The problem was that Dan didn’t know Maya had been taking Klonopin in the first place. When they met, she had already been taking it every night for sleep. No huge deal—once upon a time, she’d even had a prescription—why mention any of this to someone she was dating?

Prior to Dan, she hadn’t dated anyone for longer than a month. But then one month with Dan stretched into three, and before she knew it, two and a half years had passed.

How to explain why she’d waited so long? Or why she was on it in the first place?

And what would Dan think if he knew that the pills came not from a pharmacy but from her friend Wendy?

Maya had rationalized her dependence in so many ways, telling herself it wasn’t a lie, just an omission; that she kept the pills in an aspirin bottle in her purse for convenience, not to hide them. All along, she had planned to quit, and then, she assured herself, once her habit was safely in the past, she would tell him.

But now she had run out of the little yellow pills, and Wendy, a friend from college, wasn’t returning her calls. Maya had tried a dozen times, texting, emailing, and finally calling. The two had remained close for a few years after graduation, largely because they’d both stayed near BU and both liked to party. They rarely saw each other during the day but drank together several nights a week. But now that Maya had cut down on drinking, they saw each other less and less; looking back, she realized their monthly brunches had become literally transactional: fifty dollars for ninety milligrams of Klonopin.

Could this be why Wendy wasn’t returning her calls?

As Maya’s withdrawal got worse—insomnia, the fiery feeling in her brain, the sense of crawling ants on her skin—she wondered if Wendy had known just how hellish it would be.

Maya hadn’t known. The psychiatrist who’d prescribed it to her seven years ago, Dr. Barry, hadn’t said anything about addiction. He’d told her the pills would help her sleep, which they had—but only for a time. As the months passed, she’d needed more and more to achieve the same results, and Dr. Barry was always happy to oblige, upping her dosage with a flick of his pen—right up until Maya graduated college and lost her insurance. Once she could no longer pay for her sessions, she found herself cut off, and only then did she realize that she couldn’t sleep anymore without pills.

Luckily for her, Wendy also had a prescription and didn’t much trust the mental health establishment. She didn’t take any of the meds her doctor prescribed, preferring to sell them or trade them for other drugs. Maya had been buying her Klonopin from Wendy for the past three years, ever since she graduated college. Telling herself all along that she would quit. She hadn’t expected going off to be easy, but the severity caught her off guard, and Googling her symptoms hadn’t helped. Insomnia, anxiety, tremors, muscle spasms, paranoia, agitation—she could handle those. What scared her was the possibility of hallucinations.
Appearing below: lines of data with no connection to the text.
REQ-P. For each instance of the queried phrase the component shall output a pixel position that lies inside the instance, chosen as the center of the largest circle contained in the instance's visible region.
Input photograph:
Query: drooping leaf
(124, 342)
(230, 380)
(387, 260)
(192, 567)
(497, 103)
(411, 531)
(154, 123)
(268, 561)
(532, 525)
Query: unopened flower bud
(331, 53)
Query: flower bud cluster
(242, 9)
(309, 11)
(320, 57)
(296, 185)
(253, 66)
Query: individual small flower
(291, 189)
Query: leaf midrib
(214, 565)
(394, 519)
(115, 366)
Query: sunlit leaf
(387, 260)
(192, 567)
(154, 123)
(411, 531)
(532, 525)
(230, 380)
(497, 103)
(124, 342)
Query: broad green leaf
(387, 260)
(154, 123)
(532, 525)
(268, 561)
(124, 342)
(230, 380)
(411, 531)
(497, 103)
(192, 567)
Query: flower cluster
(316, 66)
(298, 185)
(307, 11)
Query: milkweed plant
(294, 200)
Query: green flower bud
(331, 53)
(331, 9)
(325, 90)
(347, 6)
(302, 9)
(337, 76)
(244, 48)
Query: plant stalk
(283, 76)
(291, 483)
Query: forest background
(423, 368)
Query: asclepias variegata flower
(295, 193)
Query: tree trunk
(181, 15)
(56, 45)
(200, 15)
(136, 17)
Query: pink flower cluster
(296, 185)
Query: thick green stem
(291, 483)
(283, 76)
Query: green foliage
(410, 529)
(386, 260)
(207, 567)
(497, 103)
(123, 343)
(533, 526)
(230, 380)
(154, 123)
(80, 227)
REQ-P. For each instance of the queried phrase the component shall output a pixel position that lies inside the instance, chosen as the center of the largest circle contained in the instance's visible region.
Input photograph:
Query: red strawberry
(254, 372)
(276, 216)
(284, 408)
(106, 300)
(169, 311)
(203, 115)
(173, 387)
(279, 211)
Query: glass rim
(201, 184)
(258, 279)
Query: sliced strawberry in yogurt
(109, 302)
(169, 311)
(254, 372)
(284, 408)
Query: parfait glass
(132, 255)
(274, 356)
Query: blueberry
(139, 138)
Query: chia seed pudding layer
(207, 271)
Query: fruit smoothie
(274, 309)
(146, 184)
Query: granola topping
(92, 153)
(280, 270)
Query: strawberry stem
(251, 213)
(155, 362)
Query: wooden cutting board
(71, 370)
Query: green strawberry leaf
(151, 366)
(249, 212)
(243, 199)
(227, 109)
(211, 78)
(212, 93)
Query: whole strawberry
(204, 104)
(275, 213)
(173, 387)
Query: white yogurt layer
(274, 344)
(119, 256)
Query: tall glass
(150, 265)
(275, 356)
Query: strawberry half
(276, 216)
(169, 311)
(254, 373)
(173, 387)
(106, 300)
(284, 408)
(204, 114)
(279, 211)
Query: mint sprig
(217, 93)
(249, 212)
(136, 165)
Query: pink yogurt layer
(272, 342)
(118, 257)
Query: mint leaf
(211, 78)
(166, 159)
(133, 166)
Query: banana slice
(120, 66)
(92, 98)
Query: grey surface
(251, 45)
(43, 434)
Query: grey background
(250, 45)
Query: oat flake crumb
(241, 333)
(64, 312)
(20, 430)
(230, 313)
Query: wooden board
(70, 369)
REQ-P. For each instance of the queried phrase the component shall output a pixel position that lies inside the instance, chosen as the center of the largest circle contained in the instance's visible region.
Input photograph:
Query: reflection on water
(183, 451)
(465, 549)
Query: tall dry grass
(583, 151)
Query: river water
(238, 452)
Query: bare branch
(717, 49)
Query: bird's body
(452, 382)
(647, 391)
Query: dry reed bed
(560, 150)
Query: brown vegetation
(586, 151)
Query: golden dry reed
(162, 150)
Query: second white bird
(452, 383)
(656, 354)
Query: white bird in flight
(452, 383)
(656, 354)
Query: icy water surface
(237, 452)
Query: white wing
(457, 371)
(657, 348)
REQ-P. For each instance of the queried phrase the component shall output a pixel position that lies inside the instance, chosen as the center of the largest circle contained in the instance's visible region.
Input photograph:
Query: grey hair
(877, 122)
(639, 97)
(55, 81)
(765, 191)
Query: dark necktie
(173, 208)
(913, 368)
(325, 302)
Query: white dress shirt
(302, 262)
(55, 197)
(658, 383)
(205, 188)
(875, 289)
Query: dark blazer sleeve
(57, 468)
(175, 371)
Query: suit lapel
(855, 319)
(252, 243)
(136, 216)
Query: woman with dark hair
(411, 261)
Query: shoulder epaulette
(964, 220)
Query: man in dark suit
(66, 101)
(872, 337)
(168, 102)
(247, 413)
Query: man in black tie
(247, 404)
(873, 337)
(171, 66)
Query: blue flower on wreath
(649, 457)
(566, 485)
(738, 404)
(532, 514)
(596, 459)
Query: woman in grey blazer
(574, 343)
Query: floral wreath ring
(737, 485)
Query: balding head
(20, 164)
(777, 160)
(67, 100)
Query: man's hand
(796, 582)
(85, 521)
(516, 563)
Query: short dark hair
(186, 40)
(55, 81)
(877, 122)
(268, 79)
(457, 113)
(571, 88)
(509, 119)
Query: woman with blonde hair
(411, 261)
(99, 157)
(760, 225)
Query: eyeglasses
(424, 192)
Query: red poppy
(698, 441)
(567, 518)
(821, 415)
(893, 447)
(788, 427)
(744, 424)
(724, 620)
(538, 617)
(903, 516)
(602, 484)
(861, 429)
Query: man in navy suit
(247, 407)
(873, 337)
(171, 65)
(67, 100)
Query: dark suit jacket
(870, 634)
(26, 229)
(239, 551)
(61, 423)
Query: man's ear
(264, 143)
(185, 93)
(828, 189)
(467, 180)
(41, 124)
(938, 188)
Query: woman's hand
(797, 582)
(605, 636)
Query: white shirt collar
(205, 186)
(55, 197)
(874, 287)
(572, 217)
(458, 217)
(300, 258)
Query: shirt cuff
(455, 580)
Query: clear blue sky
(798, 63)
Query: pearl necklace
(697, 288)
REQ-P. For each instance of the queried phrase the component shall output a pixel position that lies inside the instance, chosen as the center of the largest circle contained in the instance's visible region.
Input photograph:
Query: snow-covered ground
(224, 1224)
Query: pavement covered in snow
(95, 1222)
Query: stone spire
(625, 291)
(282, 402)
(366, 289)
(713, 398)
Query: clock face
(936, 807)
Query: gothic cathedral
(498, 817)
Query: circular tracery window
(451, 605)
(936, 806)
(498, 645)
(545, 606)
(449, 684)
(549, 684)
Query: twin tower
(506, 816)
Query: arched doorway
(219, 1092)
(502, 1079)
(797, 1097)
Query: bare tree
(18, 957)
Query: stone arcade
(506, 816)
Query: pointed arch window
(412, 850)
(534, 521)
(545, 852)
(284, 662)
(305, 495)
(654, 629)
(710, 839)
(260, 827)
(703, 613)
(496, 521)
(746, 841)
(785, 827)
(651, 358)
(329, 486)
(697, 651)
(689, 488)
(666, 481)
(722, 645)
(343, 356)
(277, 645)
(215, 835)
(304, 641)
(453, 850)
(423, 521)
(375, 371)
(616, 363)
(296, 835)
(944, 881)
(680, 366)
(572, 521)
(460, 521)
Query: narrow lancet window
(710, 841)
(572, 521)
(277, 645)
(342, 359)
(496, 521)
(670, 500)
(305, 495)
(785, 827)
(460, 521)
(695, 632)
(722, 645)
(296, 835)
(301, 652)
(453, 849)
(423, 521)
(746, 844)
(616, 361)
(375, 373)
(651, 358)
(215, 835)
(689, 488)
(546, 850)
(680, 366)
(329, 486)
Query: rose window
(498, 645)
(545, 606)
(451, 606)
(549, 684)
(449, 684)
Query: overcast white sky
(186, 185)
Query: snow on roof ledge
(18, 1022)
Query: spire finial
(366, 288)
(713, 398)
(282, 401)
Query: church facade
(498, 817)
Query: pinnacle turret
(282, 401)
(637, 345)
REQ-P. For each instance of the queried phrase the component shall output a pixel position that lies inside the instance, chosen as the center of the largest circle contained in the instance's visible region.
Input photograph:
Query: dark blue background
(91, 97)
It took all her will to recap the gin and return it to the freezer. She went to the bathroom and took a swig of NyQuil, wincing as the syrup went down. Her reflection winced back at her, ghostly in the light spilling through the high frosted window. Her skin was pale and clammy, her eye sockets like craters. Withdrawal had taken her hunger, and Maya saw that she was losing weight, the bones of her cheeks and collarbones more pronounced. She forced herself to unclench her jaw.

In the living room, she sank into the couch and peeled off her sweaty flannel shirt. She turned on the reading lamp and tried to lose herself in a book, a mystery she’d been enjoying up until now, but found herself reading the same paragraph over and over. The quiet felt loud. Soon the street outside would ring with the voices of commuters to the Green Line, people getting into cars parked along the curb and doors slamming.

She heard footsteps and turned to see Dan emerging from the darkness of the hall. He looked half asleep, hair sticking up from his pillow. He’d been up late, studying for his third-year law school exams.